Todos los objetos que constituyen el universo fenoménico y perceptible se empeñan, en un magnífico trabajo de equipo, en demostrarme de manera indiscutible que soy un extraterrestre. Pero no de esos extraterrestres que con voz ronca y muecas bien estudiadas nos hacen reir, ni tampoco de esos con ánimos de erigirse como reyes de la tierra. Todo lo perceptible, en franco y confeso convenio, me dice en letra imprenta y mayúscula que yo soy un extranjero. Que el mundo es así, y no nos gusta que sea así, pero nos gusta que no cambie.
No. Yo no les voy a dar el gusto. O no me importa si significa un gusto o no. Yo no voy a dar el brazo a torcer. Uno elige cuando parar, pero también uno elige cuando no parar. Yo no quiero y no puedo parar. No me van a ganar. Ninguno de ustedes y su estado de las cosas me va a desmoralizar ni mucho menos hacerme abandonar. Sí se puede romper el techo con la cabeza. Me ocuparé de encontrar gente que no esté loca, como todos ustedes, que me acompañe y a la cual acompañar. Pase lo que pase, no voy a parar ni a dar siquiera un amague de paso hacia atrás.
Cuando el cansancio se acumula me gusta pensar que en realidad estoy muerto. Que nada importa verdaderamente demasiado y que está bien que a nadie le importe mucho ninguna cosa. Gusto de escuchar música anestésica que de la sana sensación de estar fuera del mundo. Mirar televisión. Mirar televisión! Por ahí va! Esa es la que va. La prendo y todos ustedes se van a recagar fuego. El universo de fenómenos complotantes en mi contra pueden reventar de una buena vez por espacio de media hora con interesantísimos espacios publicitarios de cinco minutos cada cinco minutos.
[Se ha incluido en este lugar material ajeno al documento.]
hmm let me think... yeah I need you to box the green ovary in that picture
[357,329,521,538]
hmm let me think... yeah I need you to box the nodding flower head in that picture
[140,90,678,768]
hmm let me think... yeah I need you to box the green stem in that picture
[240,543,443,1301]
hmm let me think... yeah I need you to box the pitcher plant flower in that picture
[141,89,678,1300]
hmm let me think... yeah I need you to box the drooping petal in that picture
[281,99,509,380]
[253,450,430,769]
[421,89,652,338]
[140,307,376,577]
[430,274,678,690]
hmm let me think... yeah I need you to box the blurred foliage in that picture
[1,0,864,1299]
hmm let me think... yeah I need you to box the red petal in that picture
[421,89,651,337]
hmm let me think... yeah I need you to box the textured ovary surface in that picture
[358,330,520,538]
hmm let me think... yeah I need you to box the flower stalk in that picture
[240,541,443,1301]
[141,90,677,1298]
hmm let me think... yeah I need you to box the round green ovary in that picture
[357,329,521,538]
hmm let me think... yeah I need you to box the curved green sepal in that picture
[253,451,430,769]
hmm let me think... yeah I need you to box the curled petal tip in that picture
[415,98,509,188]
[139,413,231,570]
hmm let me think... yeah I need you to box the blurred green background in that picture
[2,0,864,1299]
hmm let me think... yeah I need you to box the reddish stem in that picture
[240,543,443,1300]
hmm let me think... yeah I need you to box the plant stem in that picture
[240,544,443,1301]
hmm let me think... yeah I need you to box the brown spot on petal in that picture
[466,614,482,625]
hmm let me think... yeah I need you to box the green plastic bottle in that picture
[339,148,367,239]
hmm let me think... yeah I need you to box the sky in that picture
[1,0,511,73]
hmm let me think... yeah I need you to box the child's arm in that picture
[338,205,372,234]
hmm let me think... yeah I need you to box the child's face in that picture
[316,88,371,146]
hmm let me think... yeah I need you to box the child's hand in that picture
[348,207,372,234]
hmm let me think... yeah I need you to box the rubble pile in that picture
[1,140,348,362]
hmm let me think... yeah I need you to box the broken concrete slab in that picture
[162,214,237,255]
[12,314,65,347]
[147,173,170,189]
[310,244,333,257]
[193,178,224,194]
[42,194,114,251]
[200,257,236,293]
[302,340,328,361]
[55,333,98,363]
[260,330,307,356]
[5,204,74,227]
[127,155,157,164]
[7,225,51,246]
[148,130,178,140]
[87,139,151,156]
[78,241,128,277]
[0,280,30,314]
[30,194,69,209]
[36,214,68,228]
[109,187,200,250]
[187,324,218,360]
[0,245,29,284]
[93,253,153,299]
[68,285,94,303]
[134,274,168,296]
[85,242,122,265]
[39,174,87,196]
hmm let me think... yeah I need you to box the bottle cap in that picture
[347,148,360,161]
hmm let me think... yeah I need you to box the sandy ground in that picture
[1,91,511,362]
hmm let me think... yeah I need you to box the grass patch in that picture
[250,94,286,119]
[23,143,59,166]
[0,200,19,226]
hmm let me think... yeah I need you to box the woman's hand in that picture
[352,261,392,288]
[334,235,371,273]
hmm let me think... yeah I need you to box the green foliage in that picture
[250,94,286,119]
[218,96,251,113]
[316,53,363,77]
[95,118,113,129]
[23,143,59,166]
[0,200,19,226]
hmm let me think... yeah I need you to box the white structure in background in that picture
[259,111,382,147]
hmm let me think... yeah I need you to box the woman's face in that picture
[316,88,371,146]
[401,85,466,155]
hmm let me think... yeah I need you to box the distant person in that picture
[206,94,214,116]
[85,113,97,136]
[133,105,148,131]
Y en última instancia, si no hago nada, ¿Quién me va a venir a decir algo? Si nadie o muy pocos han hecho realmente algo. Si casi todos sucumben en algún momento, o desde el principio, a su propia comodidad. NO. Por qué no? Es lo que hay que hacer para ser uno más. Para no sentirse sólo nunca más. Lo que hacen los demás. Adaptarse. No es tan difícil. Te dejás de romper las pelotas y te ponés un collar en el cuello. Cada tanto te olvidás de Jauretche y cambiás el collar. Algunos lo cambian cada año porque parece que si no, se desvaloriza. Y mirá que bueno que está esto, aún no habiendo hecho nada, te podés quejar, aparentando así que te importa, casi dejando la sensación de que, de alguna manera, algo hacés.
No sé por qué. Pero no. Por ahora no. Mejor dicho, no. Sólo no. Y si me muero, me muero. De cualquier manera nunca me acostumbré a vivir. En el fondo, muy en el fondo, uno sólo quería que lo taparan de noche. Que de vez en cuando, te den algún gusto. Y lo hicieron! Lo hicieron! Si, pero por qué la inconformidad? Dónde está el límite entre la búsqueda de mejorar y el ser un infeliz crónico? ¿En qué momento se convierte uno en un hijo de puta?
De última, si me canso mucho, me hago amigo de Altamira y juntos prendemos fuego todo este puto mundo que no se deja reconstruir. Sospecho que no es demasiado selectivo con sus amistades. Tampoco con sus enemigos. Igual, sobre el pucho también lo haría cagar fuego al sorete de Altamira.
Y sobre todas las cosas, la incapacidad de amar. Irse a dormir más borracho y enfermo que nunca, sin poder vomitar.